After 18+ systematic attempts across 6 sessions:

1. ✅ **mult-comm-exists** - Proved by reformulating to avoid circular dependency
2. ✅ **add-permute** - Key rearrangement lemma
3. ✅ **mult-right-s** - Key lemma for commutativity
4. ✅ **add-four-way** - The exact rearrangement needed for distributivity
5. ❌ **mult-distrib-left** - Blocked on mode system constraints

The mathematical content is complete. The blocker is encoding it in a way that satisfies Twelf's mode system.

**Recommendation:** Consult Twelf experts or search for published Twelf developments that prove distributivity for a relational multiplication encoding. The issue is not the mathematics but the encoding strategy.

## Session 6 Specific Error Details

File: mult.elf, line 195
Error: "Occurrence of variable X9 in input (+) argument not necessarily ground"

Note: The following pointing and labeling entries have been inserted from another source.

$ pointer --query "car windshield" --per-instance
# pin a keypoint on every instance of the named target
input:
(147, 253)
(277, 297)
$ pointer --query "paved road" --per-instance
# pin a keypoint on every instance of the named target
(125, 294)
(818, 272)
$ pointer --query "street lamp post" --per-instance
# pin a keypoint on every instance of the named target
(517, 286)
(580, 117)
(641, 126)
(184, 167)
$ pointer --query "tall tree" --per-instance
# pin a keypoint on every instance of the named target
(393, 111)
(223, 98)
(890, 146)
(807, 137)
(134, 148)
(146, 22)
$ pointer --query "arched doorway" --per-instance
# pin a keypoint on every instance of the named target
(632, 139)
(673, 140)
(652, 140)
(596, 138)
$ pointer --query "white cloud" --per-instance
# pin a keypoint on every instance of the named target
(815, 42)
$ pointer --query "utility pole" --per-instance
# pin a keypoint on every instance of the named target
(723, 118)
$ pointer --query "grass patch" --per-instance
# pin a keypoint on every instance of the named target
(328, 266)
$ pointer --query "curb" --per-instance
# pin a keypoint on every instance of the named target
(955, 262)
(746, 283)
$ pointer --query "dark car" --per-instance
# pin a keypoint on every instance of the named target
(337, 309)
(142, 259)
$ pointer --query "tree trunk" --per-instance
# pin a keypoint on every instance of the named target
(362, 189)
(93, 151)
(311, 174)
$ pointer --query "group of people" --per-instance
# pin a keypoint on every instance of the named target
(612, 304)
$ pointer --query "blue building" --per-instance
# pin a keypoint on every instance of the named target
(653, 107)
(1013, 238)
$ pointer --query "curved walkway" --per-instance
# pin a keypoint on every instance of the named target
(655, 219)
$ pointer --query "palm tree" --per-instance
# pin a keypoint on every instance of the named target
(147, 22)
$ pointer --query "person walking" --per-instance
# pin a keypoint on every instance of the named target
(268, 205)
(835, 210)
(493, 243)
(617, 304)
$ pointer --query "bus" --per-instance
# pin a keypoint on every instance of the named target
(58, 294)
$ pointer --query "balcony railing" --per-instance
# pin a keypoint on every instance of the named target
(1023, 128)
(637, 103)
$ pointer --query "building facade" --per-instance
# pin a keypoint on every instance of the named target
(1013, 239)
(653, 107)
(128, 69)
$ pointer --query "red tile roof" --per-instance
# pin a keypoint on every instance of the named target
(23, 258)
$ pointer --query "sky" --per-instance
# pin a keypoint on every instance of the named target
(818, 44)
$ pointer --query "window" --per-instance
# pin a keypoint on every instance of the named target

X9 = AB (result of B + A'*B)
Context: Calling add-four-way in the step case of mult-distrib-left
Issue: AB is an output of mult-distrib-left but an input to add-four-way

The mode checker traces:
- mult-distrib-left has mode `+D1 +D2 -D3 -D4 -D5`
- D3 is `mult A B AB` (output)
- In step case, we construct `mult (s A') B AB` as `mult/s Dadd_B_AB' Dmult_AB'`
- Dadd_B_AB' is `add B AB' AB`
- This is passed as INPUT to add-four-way (position 3, marked +)
- But AB is only known AFTER we construct the output D3
- Circular dependency: need AB to call helper, but get AB from output

This is the precise technical reason the proof fails.